By Rich W Woods
I spent the weekend walking around Engadget Expand in Manhattan. There were tons of different booths set up with new innovative technologies and products. All of them were the same. It was a new product, they were either selling them there or they would ship in a couple weeks.
There was, however, one group there that stood out from the crowd. This group was The Green Cat Collective. They had a device called The Sand Noise Device. This device was pretty much a sandbox that made music whenever anyone moved the sand around.

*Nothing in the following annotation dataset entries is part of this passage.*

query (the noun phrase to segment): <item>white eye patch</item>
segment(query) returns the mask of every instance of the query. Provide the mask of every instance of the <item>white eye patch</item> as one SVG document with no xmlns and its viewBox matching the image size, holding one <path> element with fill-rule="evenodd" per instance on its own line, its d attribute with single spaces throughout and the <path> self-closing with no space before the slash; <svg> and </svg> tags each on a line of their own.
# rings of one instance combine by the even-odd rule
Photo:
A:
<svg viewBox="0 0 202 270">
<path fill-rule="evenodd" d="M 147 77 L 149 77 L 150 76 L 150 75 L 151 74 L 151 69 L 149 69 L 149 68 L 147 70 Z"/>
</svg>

My first question was the obvious one. What’s the point? Why does the world need a sandbox that makes noise when you play with the sand? The answer was the best answer I had heard throughout the entire convention. It’s art. That’s it. Technology being created for the sake of creating art was the most beautiful thing I had heard all weekend.
The Green Cat Collective
The Green Cat Collective consists of four people: Jay Van Dyke, Devin Dominguez, Jason Saxon, and Matt Roads. I know what you’re thinking. As far as I know, Jason Saxon is not related to Harold Saxon nor is he a Time Lord.
The man I met at Engadget Expand was Jay Van Dyke. The next question I asked was how he planned to make money. He said that maybe some company that might want a piece of art to be displayed in their lobby might want one. One thing was clear: art was primary and money was clearly secondary.
I also asked what products The Green Cat Collective would be working on in the future. He mentioned something about a device that would make music based on how the user drives.
The Sand Noise Device
The Sand Noise Device uses everyday hardware to work. It uses an Xbox Connect and a Playstation 4 camera to detect how the sand moves. I guess the didn’t want to be biased to any particular gaming platform.
Using a projector, devices are projected onto the sand. The virtual devices act just like a physical object would. “They have mass and obey the laws of gravity. They will slow down when climbing uphill, speed up when flowing downhill, get stuck in pits, and collide with the tangible objects. Users can even push the virtual objects around the sand with their hands.”
The virtual objects react to the shape of the sand. As the virtual objects move, they create sounds. Those sounds create music.